Ten leading scholars of early American social history here examine
the nature of work and labor in America from 1614 to 1820. The
authors scrutinize work diaries, private and public records, and
travelers' accounts. Subjects include farmers, farmwives, urban
laborers, plantation slave workers, midwives, and sailors; locales
range from Maine to the Caribbean and the high seas.
These essays recover the regimen that consumed the waking hours of
most adults in the New World, defined their economic lives, and
shaped their larger existence. Focusing on individuals as well as
groups, the authors emphasize the choices that, over time, might
lead to prosperity or to the poorhouse. Few people enjoyed
sinecures, and every day brought new risks.

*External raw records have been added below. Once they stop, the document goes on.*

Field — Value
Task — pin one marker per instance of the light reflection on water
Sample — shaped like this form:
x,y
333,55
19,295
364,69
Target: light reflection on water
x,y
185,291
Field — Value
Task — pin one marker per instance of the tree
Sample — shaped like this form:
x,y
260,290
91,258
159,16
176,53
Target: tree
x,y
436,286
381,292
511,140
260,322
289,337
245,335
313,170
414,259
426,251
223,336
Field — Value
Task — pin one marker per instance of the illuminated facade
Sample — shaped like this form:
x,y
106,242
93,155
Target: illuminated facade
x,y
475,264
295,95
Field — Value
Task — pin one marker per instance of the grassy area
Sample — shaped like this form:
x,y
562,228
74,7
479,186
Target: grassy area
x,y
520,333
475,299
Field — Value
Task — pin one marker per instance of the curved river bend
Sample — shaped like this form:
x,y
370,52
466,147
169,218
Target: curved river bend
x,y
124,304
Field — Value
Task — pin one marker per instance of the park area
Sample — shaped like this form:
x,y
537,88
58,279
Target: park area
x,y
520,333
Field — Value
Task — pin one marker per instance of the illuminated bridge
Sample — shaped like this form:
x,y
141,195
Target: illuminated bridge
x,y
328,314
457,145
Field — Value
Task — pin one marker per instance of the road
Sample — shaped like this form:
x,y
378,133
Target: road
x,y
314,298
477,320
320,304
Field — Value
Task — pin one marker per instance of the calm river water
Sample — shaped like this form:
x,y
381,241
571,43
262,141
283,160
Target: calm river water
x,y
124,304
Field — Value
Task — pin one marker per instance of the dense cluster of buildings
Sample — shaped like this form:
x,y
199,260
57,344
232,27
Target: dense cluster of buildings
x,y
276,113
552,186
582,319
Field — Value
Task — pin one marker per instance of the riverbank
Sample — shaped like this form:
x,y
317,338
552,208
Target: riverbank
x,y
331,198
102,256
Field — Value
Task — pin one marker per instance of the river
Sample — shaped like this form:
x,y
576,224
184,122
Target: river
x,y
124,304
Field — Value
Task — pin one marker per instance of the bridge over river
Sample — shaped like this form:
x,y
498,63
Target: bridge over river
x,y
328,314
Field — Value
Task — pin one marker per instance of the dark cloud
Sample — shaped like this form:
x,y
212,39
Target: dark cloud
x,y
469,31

Stephen Innes introduces the collection by elucidating the
prophetic vision of Captain John Smith: that the New World offered
abundant reward for one's "owne industrie." Several motifs stand
out in the essays. Family labor has begun to assume greater
prominence, both as a collective work unit and as a collective
economic unit whose members worked independently. Of growing
interest to contemporary scholars is the role of family size and
sex ratio in determining economic decision, and vice ersa. Work
patterns appear to have been driven by the goal of creating surplus
production for markets; perhaps because of a desire for higher
consumption, work patterns began to intensify throughout the
eighteenth century and led to longer work days with fewer slack
periods. Overall, labor relations showed no consistent evolution
but remained fluid and flexible in the face of changing market
demands in highly diverse environments. The authors address as well
the larger questions of American development and indicate the
directions that research in this expanding field might follow.